Chez les animaux, vertébrés comme « invertébrés », de nombreux comportements (individuels) sont dirigés vers d’autres individus de l’espèce : partenaires sexuels, progéniture, congénères chez les espèces sociales… En occident comme ailleurs, il me semble que l’éthologie s’intéresse très largement aux interactions comportementales, surtout chez les espèces sociales (mammifères, oiseaux, fourmis..); et l’écologie comportementale tente de comprendre l’évolution de ces interactions/comportements, associée à celle des caractères physiques/anatomiques des organismes. [C’est par exemple ce qu’a fait Darwin dès la fin du 19e siècle, dans son livre »L’Ascendance de l’Homme et la sélection sexuelle »].
Bien qu’ignare en culture japonaise, je ne dirais pas que pour celle-ci les relations interindividuelles priment sur les individus, comme le suggère Laurent, mais plutôt que les relations interindividuelles y sont largement déterminées par les liens de parenté et le statut social des individus, plus que dans la plupart des sociétés occidentales. [Ces différences culturelles, entre sociétés « égalitaires » et « non égalitaires », peuvent être étudiées avec une approche d’anthropologie familiale telle que proposée par Emmanuel Todd (cf. par exemple « La diversité du Monde », Le Seuil, 1983, 1999.)]
Or cette importance majeure des liens de parenté dans la détermination du statut social, et du statut social dans les relations interindividuelles, caractérise diverses espèces de primates aux sociétés complexes, dont en particulier… les macaques du Japon, étudiés par des primatologues japonais depuis plus de 60 ans.
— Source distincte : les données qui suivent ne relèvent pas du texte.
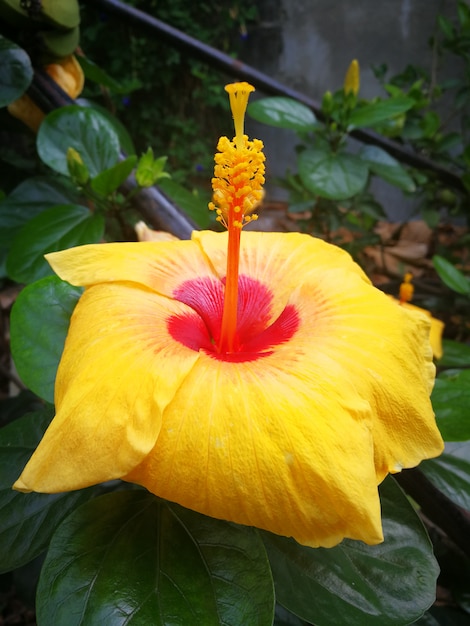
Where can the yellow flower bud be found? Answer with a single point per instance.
(351, 80)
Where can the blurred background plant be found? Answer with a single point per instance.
(167, 100)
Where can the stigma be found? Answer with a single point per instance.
(237, 191)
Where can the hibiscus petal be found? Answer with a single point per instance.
(157, 265)
(383, 349)
(263, 446)
(119, 371)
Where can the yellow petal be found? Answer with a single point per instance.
(293, 440)
(156, 265)
(263, 447)
(436, 329)
(119, 371)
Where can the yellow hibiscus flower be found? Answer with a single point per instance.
(254, 377)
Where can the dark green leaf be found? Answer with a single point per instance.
(83, 129)
(16, 72)
(109, 180)
(28, 520)
(389, 584)
(388, 168)
(282, 113)
(125, 139)
(26, 201)
(456, 354)
(332, 175)
(372, 114)
(40, 320)
(450, 473)
(57, 228)
(451, 403)
(128, 558)
(195, 206)
(451, 276)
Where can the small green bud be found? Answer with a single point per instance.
(327, 103)
(150, 170)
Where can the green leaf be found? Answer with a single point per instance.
(450, 473)
(390, 584)
(283, 113)
(54, 229)
(28, 520)
(16, 72)
(376, 112)
(332, 175)
(451, 403)
(456, 354)
(27, 200)
(125, 139)
(195, 206)
(451, 276)
(108, 181)
(40, 321)
(388, 168)
(83, 129)
(128, 558)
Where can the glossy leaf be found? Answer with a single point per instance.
(389, 584)
(388, 168)
(282, 113)
(127, 145)
(129, 558)
(83, 129)
(451, 403)
(456, 354)
(450, 473)
(332, 175)
(16, 72)
(195, 206)
(27, 200)
(108, 181)
(451, 276)
(28, 520)
(377, 112)
(40, 320)
(54, 229)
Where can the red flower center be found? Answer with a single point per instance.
(256, 337)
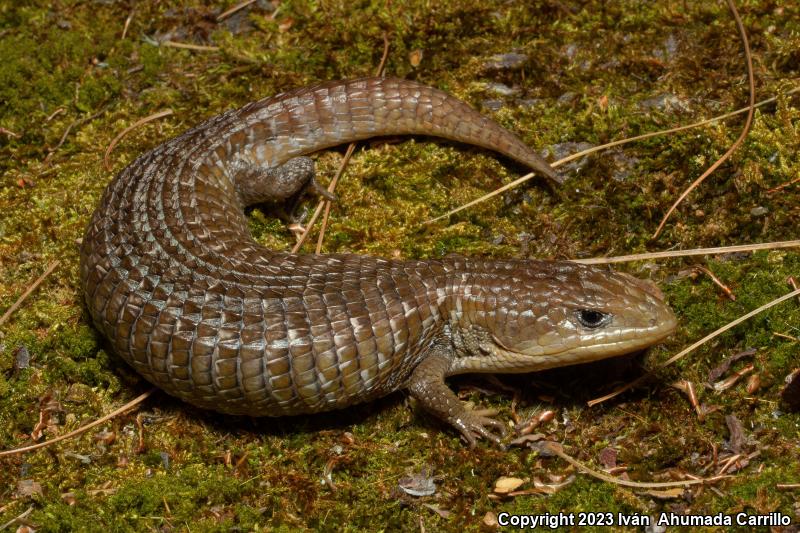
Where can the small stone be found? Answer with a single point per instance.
(665, 102)
(419, 484)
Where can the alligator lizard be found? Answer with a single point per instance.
(174, 280)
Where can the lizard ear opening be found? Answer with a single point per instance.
(593, 319)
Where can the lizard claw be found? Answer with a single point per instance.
(317, 188)
(473, 426)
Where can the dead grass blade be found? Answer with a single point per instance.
(28, 292)
(600, 148)
(558, 450)
(350, 149)
(688, 253)
(238, 7)
(745, 130)
(123, 133)
(694, 346)
(136, 401)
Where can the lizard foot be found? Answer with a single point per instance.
(473, 426)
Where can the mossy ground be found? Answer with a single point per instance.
(595, 71)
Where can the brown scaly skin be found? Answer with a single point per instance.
(174, 280)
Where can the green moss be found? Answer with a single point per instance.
(591, 75)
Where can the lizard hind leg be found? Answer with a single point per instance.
(258, 184)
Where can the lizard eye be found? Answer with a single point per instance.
(591, 319)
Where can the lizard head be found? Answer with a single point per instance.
(532, 315)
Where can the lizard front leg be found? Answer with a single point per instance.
(427, 386)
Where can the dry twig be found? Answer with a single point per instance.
(745, 130)
(28, 292)
(123, 133)
(238, 7)
(136, 401)
(694, 346)
(689, 253)
(558, 450)
(335, 180)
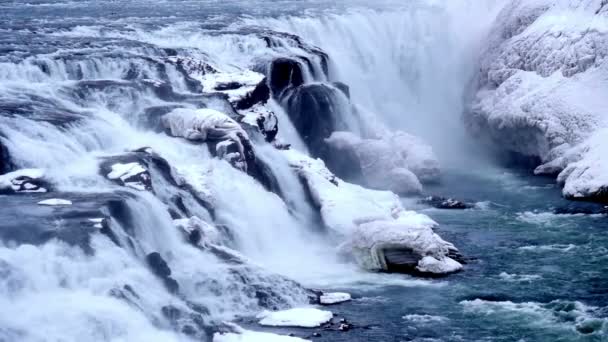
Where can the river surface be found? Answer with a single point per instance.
(535, 275)
(532, 275)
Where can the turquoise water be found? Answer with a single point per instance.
(534, 275)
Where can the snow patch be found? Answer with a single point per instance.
(334, 298)
(297, 317)
(55, 202)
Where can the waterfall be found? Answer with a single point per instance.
(410, 67)
(77, 96)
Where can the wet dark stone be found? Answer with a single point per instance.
(158, 264)
(261, 94)
(150, 119)
(285, 73)
(228, 86)
(313, 110)
(23, 221)
(195, 237)
(343, 88)
(5, 160)
(160, 268)
(401, 260)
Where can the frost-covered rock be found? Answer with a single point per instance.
(24, 181)
(379, 233)
(541, 89)
(297, 317)
(199, 231)
(331, 298)
(55, 202)
(210, 125)
(132, 175)
(393, 163)
(243, 335)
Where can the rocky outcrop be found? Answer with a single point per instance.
(379, 234)
(24, 181)
(540, 91)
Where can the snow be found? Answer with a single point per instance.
(541, 90)
(297, 317)
(55, 202)
(254, 336)
(372, 221)
(396, 161)
(334, 298)
(9, 180)
(209, 233)
(201, 124)
(247, 80)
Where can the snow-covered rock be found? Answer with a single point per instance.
(396, 161)
(541, 89)
(132, 175)
(199, 231)
(208, 125)
(374, 223)
(24, 180)
(253, 336)
(55, 202)
(297, 317)
(334, 298)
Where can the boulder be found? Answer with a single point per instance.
(24, 181)
(285, 73)
(445, 203)
(316, 111)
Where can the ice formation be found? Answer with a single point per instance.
(297, 317)
(541, 90)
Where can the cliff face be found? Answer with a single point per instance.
(541, 90)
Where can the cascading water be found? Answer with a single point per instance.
(190, 236)
(409, 68)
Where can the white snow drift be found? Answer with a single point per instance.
(542, 89)
(372, 221)
(297, 317)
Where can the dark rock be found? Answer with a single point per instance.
(285, 73)
(161, 269)
(5, 160)
(228, 86)
(401, 260)
(27, 184)
(315, 110)
(195, 237)
(150, 119)
(158, 264)
(343, 88)
(445, 203)
(261, 94)
(23, 221)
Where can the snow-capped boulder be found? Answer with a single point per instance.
(198, 231)
(396, 162)
(297, 317)
(55, 202)
(378, 232)
(242, 335)
(331, 298)
(541, 89)
(24, 181)
(404, 244)
(132, 175)
(210, 125)
(5, 160)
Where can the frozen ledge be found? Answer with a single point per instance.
(379, 234)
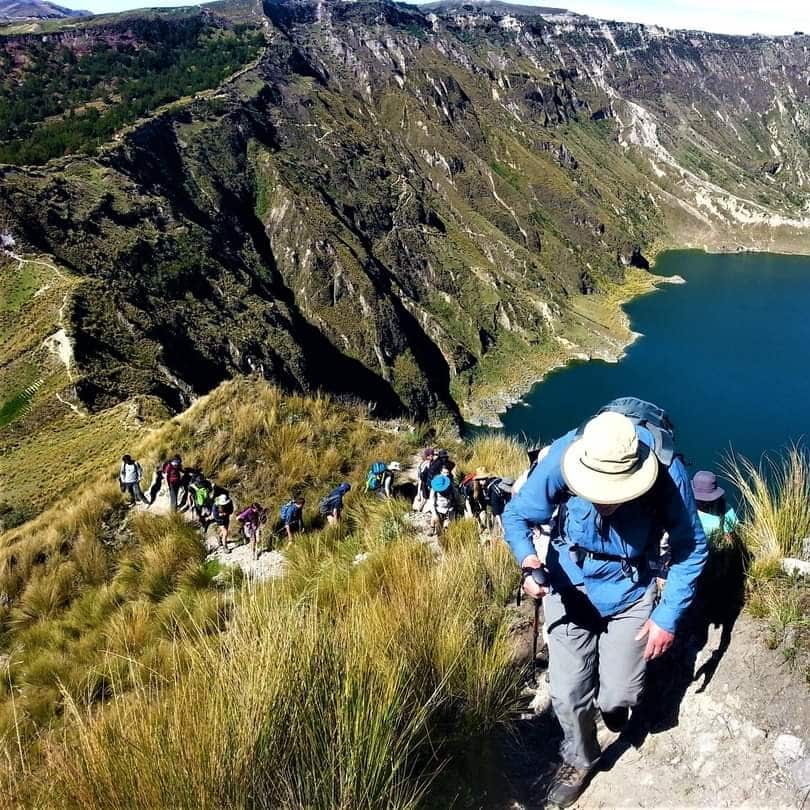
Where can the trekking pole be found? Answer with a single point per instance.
(541, 578)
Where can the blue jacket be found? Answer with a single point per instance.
(634, 530)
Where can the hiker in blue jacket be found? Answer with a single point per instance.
(614, 499)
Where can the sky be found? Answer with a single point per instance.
(724, 16)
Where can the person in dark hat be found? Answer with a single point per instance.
(715, 516)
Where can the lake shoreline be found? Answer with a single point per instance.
(486, 411)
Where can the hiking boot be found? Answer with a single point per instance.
(567, 785)
(616, 720)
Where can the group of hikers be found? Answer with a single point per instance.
(189, 490)
(481, 494)
(609, 532)
(625, 542)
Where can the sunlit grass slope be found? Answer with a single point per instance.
(776, 524)
(335, 685)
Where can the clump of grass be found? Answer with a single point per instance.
(500, 454)
(306, 701)
(775, 521)
(776, 502)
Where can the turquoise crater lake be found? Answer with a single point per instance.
(727, 354)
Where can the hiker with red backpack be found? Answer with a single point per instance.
(617, 485)
(173, 475)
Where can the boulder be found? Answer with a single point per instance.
(787, 750)
(791, 565)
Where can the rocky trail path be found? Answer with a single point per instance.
(725, 722)
(268, 564)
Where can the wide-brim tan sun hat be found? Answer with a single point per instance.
(608, 464)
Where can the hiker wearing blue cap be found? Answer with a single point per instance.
(711, 504)
(445, 502)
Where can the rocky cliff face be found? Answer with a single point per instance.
(390, 195)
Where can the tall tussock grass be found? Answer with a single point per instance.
(776, 502)
(776, 520)
(333, 687)
(307, 701)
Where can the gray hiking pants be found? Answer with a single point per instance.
(594, 662)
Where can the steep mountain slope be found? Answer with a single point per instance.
(401, 205)
(36, 10)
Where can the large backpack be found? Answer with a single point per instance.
(375, 476)
(202, 494)
(331, 502)
(649, 416)
(288, 512)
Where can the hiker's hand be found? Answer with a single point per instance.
(530, 587)
(658, 639)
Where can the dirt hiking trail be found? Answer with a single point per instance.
(724, 722)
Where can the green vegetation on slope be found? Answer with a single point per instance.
(65, 100)
(362, 667)
(776, 524)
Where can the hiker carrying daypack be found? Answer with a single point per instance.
(331, 506)
(374, 479)
(659, 429)
(201, 491)
(129, 477)
(292, 516)
(173, 475)
(423, 479)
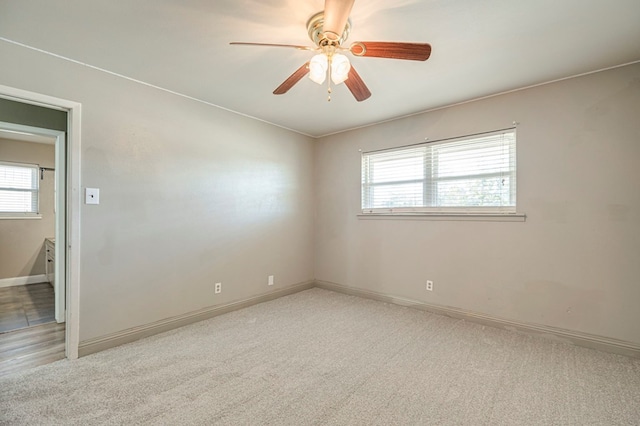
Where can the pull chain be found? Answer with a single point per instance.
(329, 78)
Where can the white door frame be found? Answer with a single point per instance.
(71, 225)
(59, 280)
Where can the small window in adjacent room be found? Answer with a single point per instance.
(18, 190)
(474, 174)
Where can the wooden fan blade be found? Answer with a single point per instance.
(295, 46)
(356, 86)
(293, 79)
(336, 14)
(393, 50)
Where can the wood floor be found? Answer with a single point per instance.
(30, 347)
(25, 306)
(29, 335)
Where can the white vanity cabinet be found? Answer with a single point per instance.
(50, 258)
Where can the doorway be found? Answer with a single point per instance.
(66, 247)
(33, 221)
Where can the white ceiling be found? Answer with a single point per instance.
(480, 47)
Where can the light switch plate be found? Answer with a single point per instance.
(92, 196)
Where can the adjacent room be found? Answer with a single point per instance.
(208, 216)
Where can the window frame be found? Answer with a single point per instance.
(429, 181)
(34, 190)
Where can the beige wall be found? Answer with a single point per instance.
(22, 240)
(573, 264)
(190, 195)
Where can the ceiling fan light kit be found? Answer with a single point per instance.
(328, 30)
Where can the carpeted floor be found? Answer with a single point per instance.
(319, 357)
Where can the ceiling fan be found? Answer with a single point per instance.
(328, 30)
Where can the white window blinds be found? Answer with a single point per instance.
(18, 189)
(472, 174)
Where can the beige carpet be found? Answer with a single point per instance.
(319, 357)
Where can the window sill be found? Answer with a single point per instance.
(479, 217)
(12, 217)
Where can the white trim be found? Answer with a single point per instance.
(13, 216)
(72, 251)
(577, 338)
(30, 279)
(472, 217)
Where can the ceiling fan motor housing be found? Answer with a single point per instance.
(316, 32)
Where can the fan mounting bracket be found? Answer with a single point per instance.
(321, 38)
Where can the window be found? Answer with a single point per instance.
(475, 174)
(18, 189)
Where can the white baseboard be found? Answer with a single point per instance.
(98, 344)
(577, 338)
(31, 279)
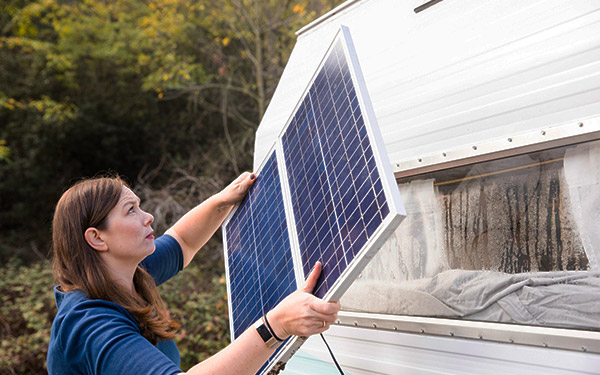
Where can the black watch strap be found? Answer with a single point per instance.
(266, 334)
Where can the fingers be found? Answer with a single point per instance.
(241, 178)
(311, 281)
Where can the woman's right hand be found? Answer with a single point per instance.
(301, 313)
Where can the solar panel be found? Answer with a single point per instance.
(333, 191)
(260, 269)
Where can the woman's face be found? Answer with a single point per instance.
(128, 233)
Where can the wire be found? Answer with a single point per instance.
(332, 356)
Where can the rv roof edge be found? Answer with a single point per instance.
(558, 338)
(328, 15)
(539, 139)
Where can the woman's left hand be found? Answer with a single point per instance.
(301, 313)
(237, 190)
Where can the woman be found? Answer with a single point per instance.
(111, 319)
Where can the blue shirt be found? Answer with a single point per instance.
(101, 337)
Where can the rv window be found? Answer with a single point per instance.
(514, 240)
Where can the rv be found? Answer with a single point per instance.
(490, 115)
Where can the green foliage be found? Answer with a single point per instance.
(26, 313)
(168, 93)
(197, 299)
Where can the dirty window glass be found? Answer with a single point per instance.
(514, 240)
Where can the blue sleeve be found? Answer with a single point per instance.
(98, 339)
(166, 261)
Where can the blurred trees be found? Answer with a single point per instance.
(167, 93)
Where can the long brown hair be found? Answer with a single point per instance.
(78, 266)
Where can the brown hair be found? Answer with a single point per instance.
(78, 266)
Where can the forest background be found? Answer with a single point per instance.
(166, 93)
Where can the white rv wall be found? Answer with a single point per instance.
(458, 73)
(461, 72)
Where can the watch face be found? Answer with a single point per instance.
(266, 335)
(263, 331)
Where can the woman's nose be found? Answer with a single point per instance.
(149, 218)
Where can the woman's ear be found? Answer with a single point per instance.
(94, 239)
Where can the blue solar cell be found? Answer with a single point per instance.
(260, 264)
(332, 173)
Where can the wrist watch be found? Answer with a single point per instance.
(266, 334)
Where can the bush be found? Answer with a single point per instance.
(196, 298)
(26, 312)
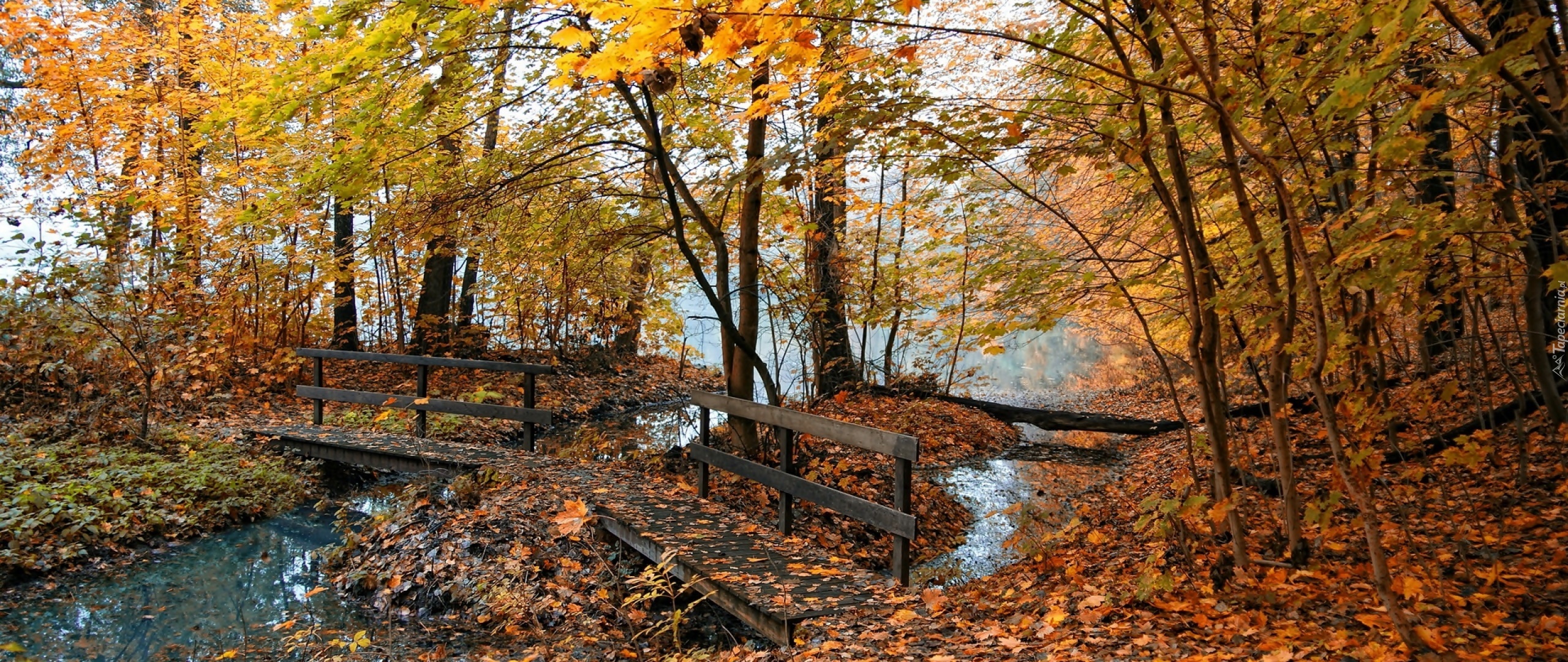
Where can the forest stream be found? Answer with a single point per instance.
(200, 598)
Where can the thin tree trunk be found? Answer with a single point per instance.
(345, 311)
(742, 380)
(830, 330)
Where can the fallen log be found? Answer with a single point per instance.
(1518, 408)
(1054, 419)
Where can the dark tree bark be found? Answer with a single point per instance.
(742, 375)
(345, 311)
(1537, 169)
(631, 329)
(830, 327)
(433, 311)
(1440, 333)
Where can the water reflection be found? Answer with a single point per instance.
(187, 601)
(1037, 479)
(634, 435)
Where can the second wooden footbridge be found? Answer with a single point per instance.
(755, 571)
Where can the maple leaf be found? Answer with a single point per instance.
(571, 518)
(933, 598)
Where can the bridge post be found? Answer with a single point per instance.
(315, 413)
(900, 503)
(421, 386)
(786, 438)
(527, 402)
(701, 466)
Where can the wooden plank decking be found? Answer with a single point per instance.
(747, 568)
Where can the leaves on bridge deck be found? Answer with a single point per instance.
(946, 432)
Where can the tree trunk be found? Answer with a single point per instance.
(742, 375)
(432, 314)
(830, 329)
(345, 311)
(631, 329)
(1539, 169)
(1440, 333)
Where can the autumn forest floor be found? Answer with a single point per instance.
(493, 567)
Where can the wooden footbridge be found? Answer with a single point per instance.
(755, 571)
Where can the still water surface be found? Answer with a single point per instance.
(228, 590)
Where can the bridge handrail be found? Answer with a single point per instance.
(419, 360)
(419, 402)
(786, 422)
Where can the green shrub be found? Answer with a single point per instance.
(60, 501)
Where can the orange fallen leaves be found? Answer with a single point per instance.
(571, 518)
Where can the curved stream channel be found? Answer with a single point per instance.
(228, 590)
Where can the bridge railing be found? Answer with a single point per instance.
(786, 422)
(421, 402)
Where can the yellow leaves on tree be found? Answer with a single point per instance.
(622, 40)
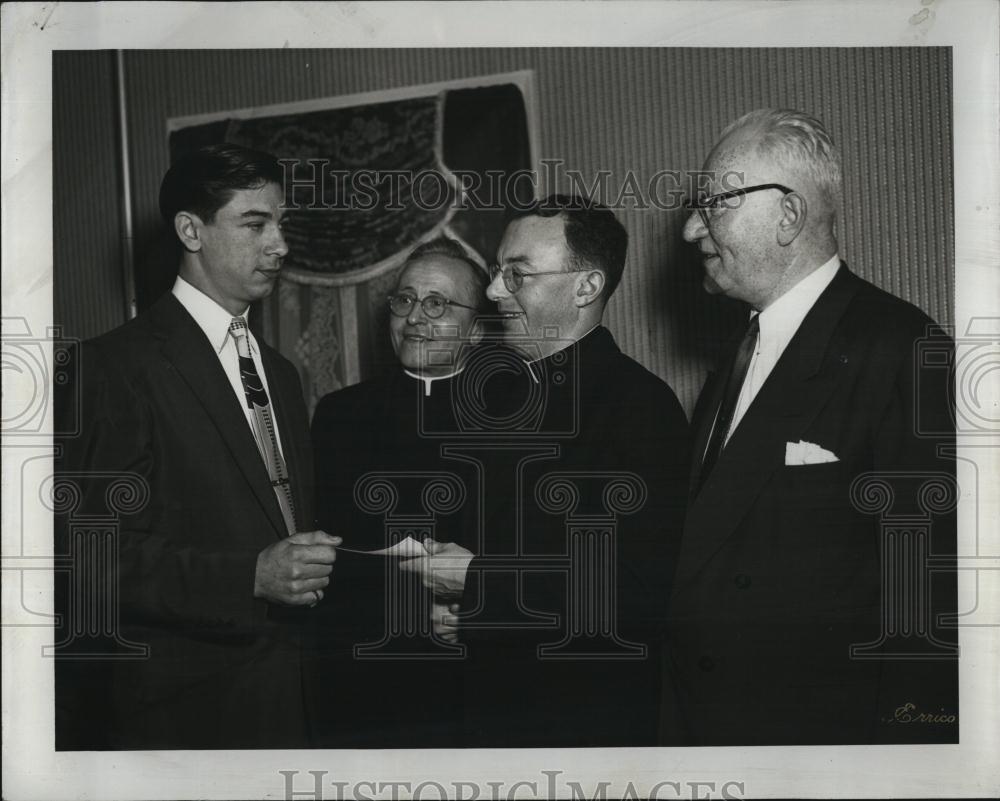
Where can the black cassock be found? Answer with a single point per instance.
(572, 473)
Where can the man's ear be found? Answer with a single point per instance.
(589, 286)
(476, 332)
(188, 229)
(793, 219)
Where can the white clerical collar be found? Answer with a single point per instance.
(529, 362)
(430, 379)
(210, 316)
(780, 320)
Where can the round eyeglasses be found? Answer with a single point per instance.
(434, 306)
(513, 278)
(728, 200)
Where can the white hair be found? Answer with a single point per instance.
(800, 141)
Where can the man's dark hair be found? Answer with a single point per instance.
(453, 249)
(204, 180)
(595, 238)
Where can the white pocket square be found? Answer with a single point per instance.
(802, 452)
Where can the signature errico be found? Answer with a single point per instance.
(908, 713)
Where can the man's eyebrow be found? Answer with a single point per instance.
(517, 260)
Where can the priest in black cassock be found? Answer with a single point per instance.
(383, 678)
(558, 589)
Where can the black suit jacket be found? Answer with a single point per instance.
(608, 433)
(224, 668)
(781, 567)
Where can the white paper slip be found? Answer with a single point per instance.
(405, 549)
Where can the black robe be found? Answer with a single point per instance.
(517, 441)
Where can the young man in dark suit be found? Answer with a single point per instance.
(210, 426)
(797, 618)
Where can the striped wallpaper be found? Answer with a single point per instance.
(639, 110)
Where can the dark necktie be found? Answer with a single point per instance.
(263, 423)
(734, 383)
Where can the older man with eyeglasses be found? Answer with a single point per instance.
(390, 430)
(795, 618)
(561, 598)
Préparés par leur culture à privilégier les liens de parenté, les déterminants du statut social et l’importance de la hiérarchie, dans l’analyse/la compréhension des relations interindividuelles, Imanishi, Itani et Kawamura ont peut-être pu décrypter plus facilement que des occidentaux le comportement des macaques japonais et le fonctionnement de leurs sociétés matrilinéaires hiérarchisées.
L’éthologie « occidentale » étudie cependant les comportements sociaux (donc interactions sociales) et les sociétés animales depuis plus de cinquante ans, et c’est un jeune chercheur anglais travaillant sur le comportement social énigmatique des fourmis (dont les sociétés sont formées d’une multitude d’ouvrières stériles, assistant une seule femelle reproductrice), William Hamilton, qui a le premier en 1964 analysé l’évolution de comportements sociaux en fonction des relations génétiques entre individus, pour formaliser les notions de valeur sélective inclusive et de sélection de parentèle, fondant avec Edward Wilson la sociobiologie…
Anne
Merci Anne pour ce commentaire qui apporte de la profondeur à mon propos tout en le nuançant. Je n’aurais su dire mieux.